Retailers Cancel Orders, Cash Flow Crisis Emerges
High tariffs have led retailers to cancel orders. The Toy Association noted that many retailers originally relied on Chinese supplies for Christmas goods and toys, now facing the dual pressures of supply disruption and soaring costs. Ahearn stated, "If we don't have products, we don't have cash flow, which means no money to pay the bills."
This situation is especially critical for small and medium-sized toy manufacturers. Ahearn pointed out that these companies have limited capital and cannot afford the high costs of relocating production lines and rebuilding supply chains. Even if some U.S. factories have automation capabilities, they can only produce a few items and cannot replace China's vast production capacity.
Chain Reaction of Export Disruption and Industry Chain Fracture
In addition to U.S. companies being hit, Chinese exporters are also affected. Many Chinese factories have halted production due to a sudden drop in orders. According to reports, toy and electronic product manufacturers in Guangdong, Dongguan, and other areas have experienced a production halt. Some companies have even gone on early holidays, awaiting policy clarity.
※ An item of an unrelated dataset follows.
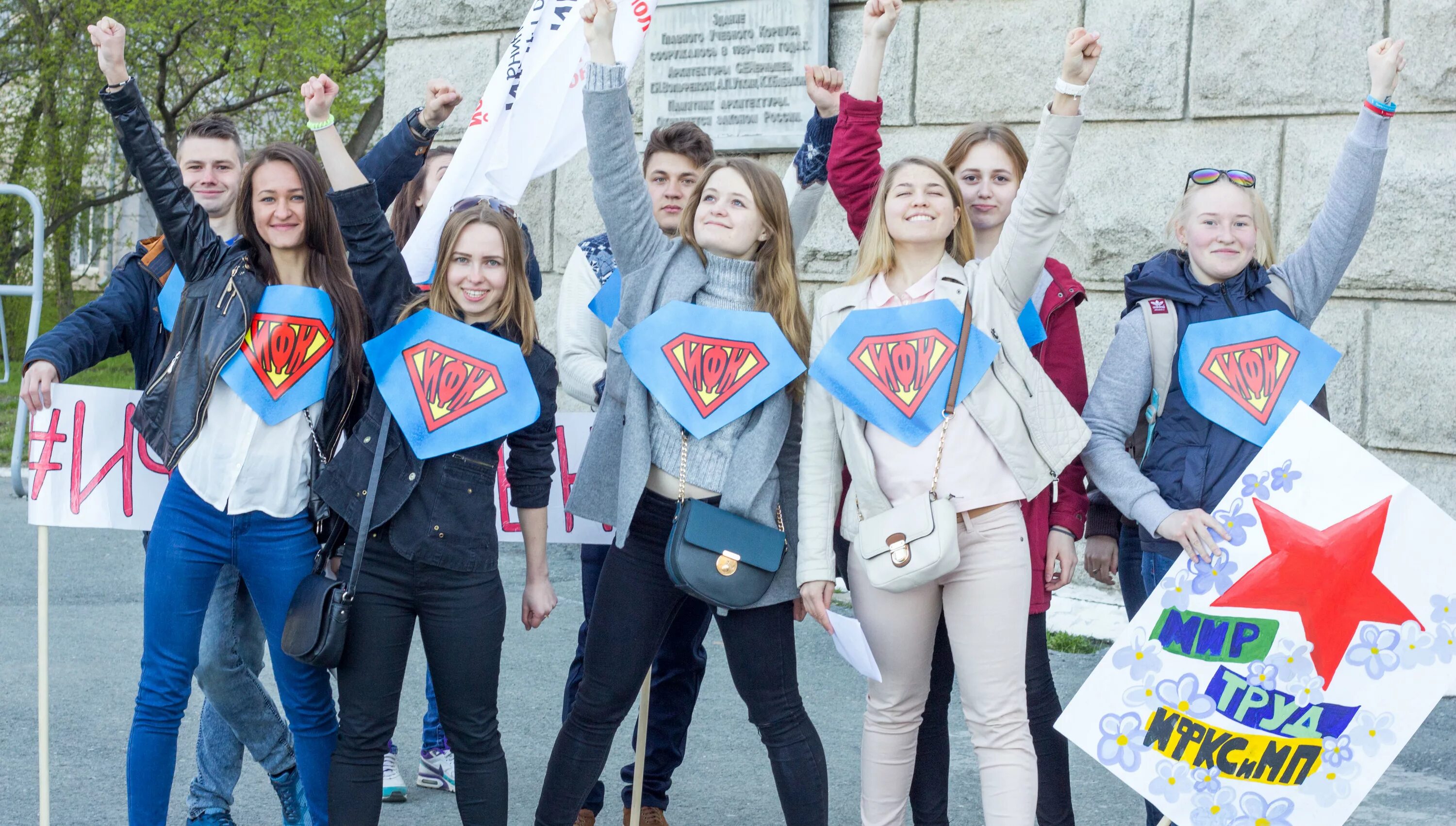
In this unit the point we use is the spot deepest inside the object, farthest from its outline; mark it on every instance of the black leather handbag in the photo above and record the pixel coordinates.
(721, 557)
(319, 612)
At a trade fair in Yiwu, Zhejiang, China, many exporters reported that U.S. clients have canceled or suspended orders, with some containers even being asked to return while en route. These changes not only affect Chinese exports but also further disrupt the global supply chain.
Rising Internal Opposition in the U.S.
California Governor Gavin Newsom has filed a lawsuit against the federal government, questioning the legality of Trump's invocation of the International Emergency Economic Powers Act to impose tariffs. He stated, "Eighty percent of the toys under my children's Christmas tree come from China, and these tariffs cause real harm to families and businesses."
Additionally, nonprofit organizations and small business groups have filed lawsuits in federal court, arguing that the tariff policy was not approved by Congress, violating the principle of separation of powers. According to polls, more than half of Americans oppose the tariffs, indicating that the policy has sparked widespread controversy domestically.